Alors qu’Israël accélère ses plans génocidaires, il est plus urgent que jamais de se mobiliser, pour dénoncer la complicité des puissances impérialistes avec Israël et mettre fin au
génocide. Si certains dirigeants européens retournent leur veste et émettent des critiques extrêmement lâches des opérations d’Israël à Gaza – de crainte qu’elles ne déclenchent
potentiellement des processus de résistance partout au Moyen-Orient –, elles continuent dans les faits de soutenir le génocide, en criminalisant notamment toutes les voix qui dénoncent les
massacres en cours.
Tandis que la Freedom Flotilla s’élance en direction des eaux gazaouies, sous la menace des drones et des destroyers israéliens, pour briser le blocus de Gaza, les mobilisations repartent
partout dans le monde.

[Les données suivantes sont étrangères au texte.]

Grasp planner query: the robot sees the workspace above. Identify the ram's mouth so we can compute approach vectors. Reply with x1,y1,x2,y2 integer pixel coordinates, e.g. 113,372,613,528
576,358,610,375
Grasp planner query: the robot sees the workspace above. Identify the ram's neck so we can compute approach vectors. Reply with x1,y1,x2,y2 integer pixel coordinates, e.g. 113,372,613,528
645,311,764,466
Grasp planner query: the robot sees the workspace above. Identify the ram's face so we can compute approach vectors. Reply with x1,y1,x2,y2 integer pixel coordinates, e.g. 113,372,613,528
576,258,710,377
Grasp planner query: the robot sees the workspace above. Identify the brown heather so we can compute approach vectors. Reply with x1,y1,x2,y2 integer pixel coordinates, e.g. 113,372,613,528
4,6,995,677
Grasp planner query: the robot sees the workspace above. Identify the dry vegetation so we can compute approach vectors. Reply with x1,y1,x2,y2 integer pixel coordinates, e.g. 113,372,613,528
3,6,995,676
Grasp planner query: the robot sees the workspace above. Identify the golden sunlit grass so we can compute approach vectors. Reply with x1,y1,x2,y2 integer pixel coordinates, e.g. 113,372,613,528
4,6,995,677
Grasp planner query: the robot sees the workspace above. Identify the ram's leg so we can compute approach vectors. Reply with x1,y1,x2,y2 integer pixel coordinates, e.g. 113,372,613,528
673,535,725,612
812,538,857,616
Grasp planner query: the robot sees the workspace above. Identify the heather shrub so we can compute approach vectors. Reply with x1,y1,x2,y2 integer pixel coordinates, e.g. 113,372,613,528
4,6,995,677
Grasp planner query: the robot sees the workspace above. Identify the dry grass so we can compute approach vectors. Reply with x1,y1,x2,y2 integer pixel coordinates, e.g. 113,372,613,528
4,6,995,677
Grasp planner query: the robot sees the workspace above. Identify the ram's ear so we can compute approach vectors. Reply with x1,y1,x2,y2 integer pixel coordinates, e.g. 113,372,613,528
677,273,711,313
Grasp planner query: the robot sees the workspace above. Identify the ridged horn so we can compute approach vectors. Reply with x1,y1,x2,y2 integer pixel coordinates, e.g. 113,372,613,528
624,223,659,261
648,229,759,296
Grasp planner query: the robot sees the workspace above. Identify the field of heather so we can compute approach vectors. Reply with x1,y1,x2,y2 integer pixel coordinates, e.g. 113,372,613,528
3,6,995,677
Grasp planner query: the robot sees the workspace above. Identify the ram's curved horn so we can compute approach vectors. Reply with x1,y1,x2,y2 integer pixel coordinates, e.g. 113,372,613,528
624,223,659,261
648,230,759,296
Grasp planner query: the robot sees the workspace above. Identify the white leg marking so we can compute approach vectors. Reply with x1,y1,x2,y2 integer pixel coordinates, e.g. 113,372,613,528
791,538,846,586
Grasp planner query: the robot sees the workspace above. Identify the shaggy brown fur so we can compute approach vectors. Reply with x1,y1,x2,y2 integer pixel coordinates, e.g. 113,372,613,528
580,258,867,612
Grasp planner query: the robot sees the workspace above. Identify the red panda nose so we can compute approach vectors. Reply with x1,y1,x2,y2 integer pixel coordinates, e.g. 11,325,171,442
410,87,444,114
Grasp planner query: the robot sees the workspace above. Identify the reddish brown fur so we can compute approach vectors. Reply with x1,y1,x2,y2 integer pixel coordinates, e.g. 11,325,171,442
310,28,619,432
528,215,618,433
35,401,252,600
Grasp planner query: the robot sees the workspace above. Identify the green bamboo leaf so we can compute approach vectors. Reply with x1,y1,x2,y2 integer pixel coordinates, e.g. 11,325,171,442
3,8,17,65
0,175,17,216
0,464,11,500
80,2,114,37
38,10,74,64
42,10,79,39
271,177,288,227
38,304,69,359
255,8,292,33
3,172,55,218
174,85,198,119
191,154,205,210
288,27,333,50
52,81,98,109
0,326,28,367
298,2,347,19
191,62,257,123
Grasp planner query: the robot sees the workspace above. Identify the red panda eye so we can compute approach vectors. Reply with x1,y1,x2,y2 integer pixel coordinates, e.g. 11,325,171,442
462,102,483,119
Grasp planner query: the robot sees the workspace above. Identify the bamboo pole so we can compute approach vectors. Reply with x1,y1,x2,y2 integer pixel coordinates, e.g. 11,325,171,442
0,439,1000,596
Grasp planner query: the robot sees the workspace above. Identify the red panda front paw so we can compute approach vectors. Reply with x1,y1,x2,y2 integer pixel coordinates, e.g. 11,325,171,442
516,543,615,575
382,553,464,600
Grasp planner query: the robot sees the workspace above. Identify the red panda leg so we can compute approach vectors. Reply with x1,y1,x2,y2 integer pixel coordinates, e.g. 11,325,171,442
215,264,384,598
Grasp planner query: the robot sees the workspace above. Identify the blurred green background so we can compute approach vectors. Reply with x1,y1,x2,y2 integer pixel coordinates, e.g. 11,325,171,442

Il est urgent de faire changer de ligue au mouvement : les directions syndicales doivent rompre avec leur passivité et jeter toutes les forces du mouvement ouvrier
dans la bataille, à l’image des initiatives des dockers de Fos-sur-Mer qui ont bloqué des cargaisons d’armes à destination d’Israël.
[1] Jean-Pierre Filiu, Un historien à Gaza, Paris, Les Arènes, 2025, p. 44.